Politik

Teheran droht mit GegenschlägenTrump erwägt angeblich Angriffe auf iranische Energieinfrastruktur

01.08.2026, 04:07 Uhr
00:00 / 02:47
United-States-President-Donald-J-Trump-gives-remarks-in-the-Oval-Office-of-the-White-House-in-Washington-DC-USA-on-Wednesday-July-29-2026-President-Trump-is-expected-to-announce-a-redesign-and-overhaul-of-Dulles-International-Airport-in-Northern-Virginia
Diplomatisch kommt Trump im Irankrieg kaum voran - militärisch allerdings auch nicht. (Foto: picture alliance / Captital Pictures)

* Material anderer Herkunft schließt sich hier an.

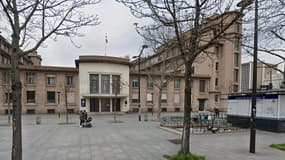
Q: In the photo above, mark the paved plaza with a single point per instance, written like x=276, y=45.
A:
x=130, y=140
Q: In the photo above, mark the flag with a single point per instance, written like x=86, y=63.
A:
x=106, y=39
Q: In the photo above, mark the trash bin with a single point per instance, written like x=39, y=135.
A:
x=38, y=120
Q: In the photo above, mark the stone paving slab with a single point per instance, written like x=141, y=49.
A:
x=130, y=140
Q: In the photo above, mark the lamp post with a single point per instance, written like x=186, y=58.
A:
x=245, y=3
x=139, y=79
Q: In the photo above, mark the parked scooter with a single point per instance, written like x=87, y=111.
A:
x=87, y=123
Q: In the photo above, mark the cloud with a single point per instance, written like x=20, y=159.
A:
x=116, y=22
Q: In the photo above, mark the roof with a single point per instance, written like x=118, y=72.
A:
x=102, y=59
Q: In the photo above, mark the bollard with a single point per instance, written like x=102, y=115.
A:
x=38, y=120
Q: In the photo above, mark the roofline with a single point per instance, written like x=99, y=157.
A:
x=102, y=59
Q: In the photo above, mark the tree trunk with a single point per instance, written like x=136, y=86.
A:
x=159, y=104
x=185, y=144
x=16, y=97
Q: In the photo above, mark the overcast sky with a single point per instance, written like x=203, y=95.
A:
x=116, y=21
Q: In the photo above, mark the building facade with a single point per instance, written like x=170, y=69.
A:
x=265, y=75
x=110, y=84
x=214, y=75
x=103, y=83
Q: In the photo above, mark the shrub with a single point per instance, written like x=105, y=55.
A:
x=182, y=156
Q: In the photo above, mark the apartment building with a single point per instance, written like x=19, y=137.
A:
x=265, y=75
x=103, y=83
x=214, y=75
x=45, y=89
x=110, y=84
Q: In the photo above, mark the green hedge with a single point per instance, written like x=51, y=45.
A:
x=182, y=156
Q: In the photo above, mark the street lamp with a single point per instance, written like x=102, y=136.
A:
x=245, y=3
x=139, y=78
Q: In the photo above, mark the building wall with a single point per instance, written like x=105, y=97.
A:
x=41, y=88
x=85, y=69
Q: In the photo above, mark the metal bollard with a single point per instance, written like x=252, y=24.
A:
x=38, y=120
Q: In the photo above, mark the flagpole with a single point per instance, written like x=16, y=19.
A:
x=106, y=42
x=105, y=49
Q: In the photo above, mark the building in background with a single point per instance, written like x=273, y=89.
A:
x=265, y=75
x=215, y=75
x=108, y=84
x=45, y=89
x=103, y=83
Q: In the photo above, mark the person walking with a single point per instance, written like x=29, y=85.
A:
x=81, y=117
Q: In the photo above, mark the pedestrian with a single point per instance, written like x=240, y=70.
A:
x=217, y=112
x=81, y=117
x=85, y=115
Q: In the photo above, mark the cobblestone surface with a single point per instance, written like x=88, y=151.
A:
x=130, y=140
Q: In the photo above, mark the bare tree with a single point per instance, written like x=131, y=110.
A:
x=161, y=73
x=31, y=23
x=197, y=26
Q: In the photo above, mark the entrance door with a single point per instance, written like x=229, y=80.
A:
x=94, y=105
x=116, y=105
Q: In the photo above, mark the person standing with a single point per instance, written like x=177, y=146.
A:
x=81, y=117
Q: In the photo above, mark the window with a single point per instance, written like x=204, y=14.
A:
x=202, y=104
x=236, y=75
x=135, y=83
x=176, y=98
x=51, y=79
x=216, y=82
x=116, y=84
x=6, y=77
x=50, y=97
x=236, y=44
x=94, y=83
x=193, y=70
x=149, y=83
x=135, y=98
x=149, y=97
x=163, y=98
x=69, y=80
x=30, y=78
x=236, y=59
x=31, y=97
x=202, y=85
x=235, y=88
x=216, y=98
x=164, y=84
x=237, y=27
x=105, y=105
x=70, y=97
x=217, y=66
x=105, y=84
x=176, y=83
x=8, y=97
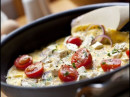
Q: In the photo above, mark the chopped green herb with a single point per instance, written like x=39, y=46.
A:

Das US-Militär könnte den Iran noch an diesem Wochenende erneut angreifen, melden mehrere Medien. Demnach denkt Trump auch über eine Ausweitung der Ziele nach. Teheran warnt und spricht von einem "Akt des Wahnsinns".

US-Präsident Donald Trump erwägt US-Medienberichten zufolge bereits an diesem Wochenende neue Angriffe auf Ziele im Iran. Das berichteten etwa der US-Sender CBS News und das "Wall Street Journal" unter Berufung auf mit der Angelegenheit vertraute Personen.

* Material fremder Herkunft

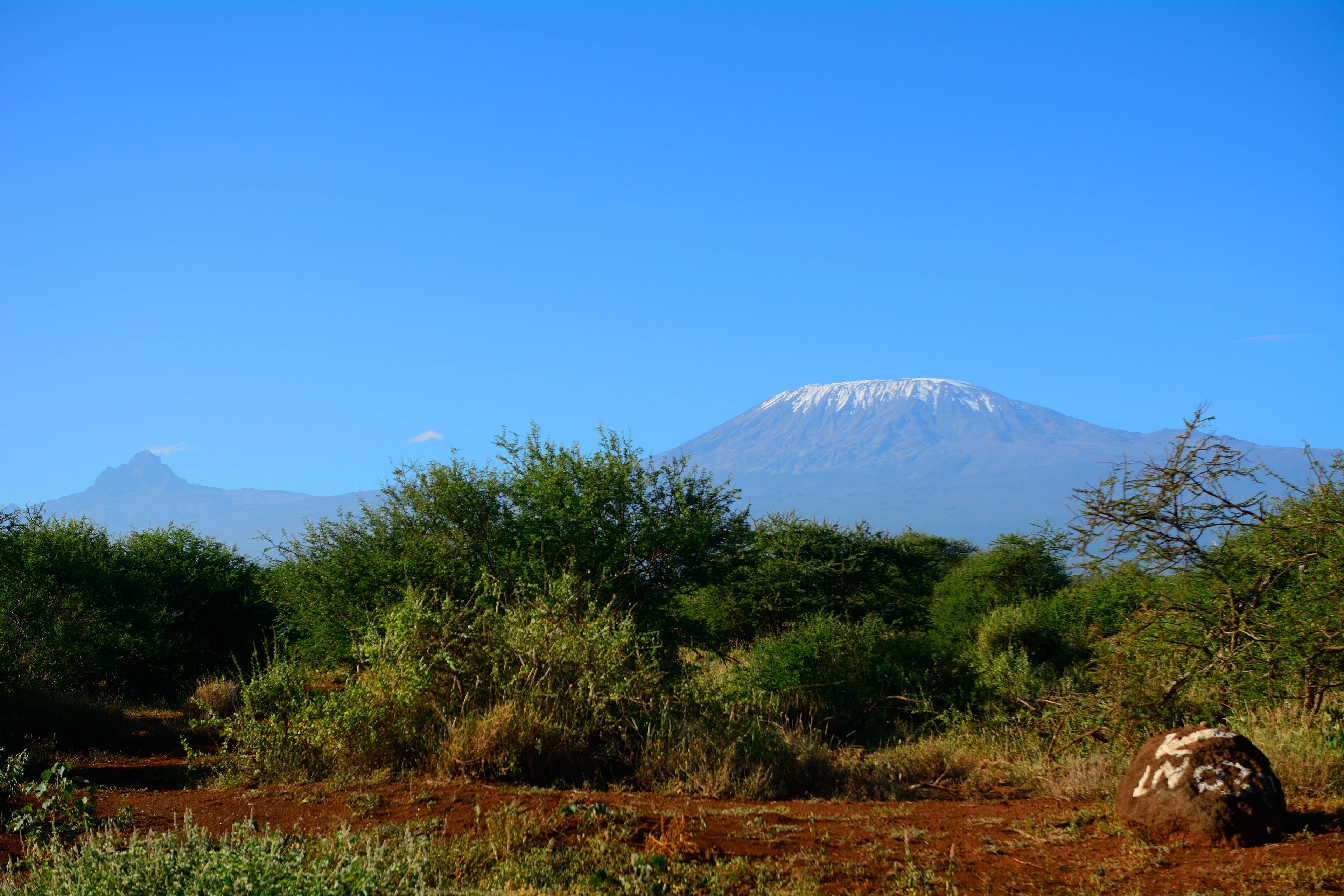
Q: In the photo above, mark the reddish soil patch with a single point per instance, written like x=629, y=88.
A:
x=1003, y=844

Dem Bericht von CBS News zufolge könnte dabei Israel wieder in den Krieg einsteigen. Zuletzt hatten sich Israel und der Iran Anfang Juni gegenseitig angegriffen. Laut der Nachrichtenseite "Axios" könnten die neuen Attacken wiederum die Energieinfrastruktur im Iran ins Visier nehmen. Eine finale Entscheidung habe Trump noch nicht getroffen.

Für den Fall neuer Angriffe kündigte Teheran Gegenschläge an. Diese könnten auf Einrichtungen der kritischen Infrastruktur in Israel und den Golfstaaten treffen, berichteten die iranischen Nachrichtenagenturen Tasnim und Fars unter Berufung auf Sicherheitskreise. Die USA müssten sich bewusst sein, dass Energieanlagen von weltweiter Bedeutung in Saudi-Arabien und in Katar innerhalb der Reichweite iranischer Raketen lägen, hieß es bei Fars weiter. Auch Anlagen in Kuwait und den Vereinigten Arabischen Emiraten wurden genannt.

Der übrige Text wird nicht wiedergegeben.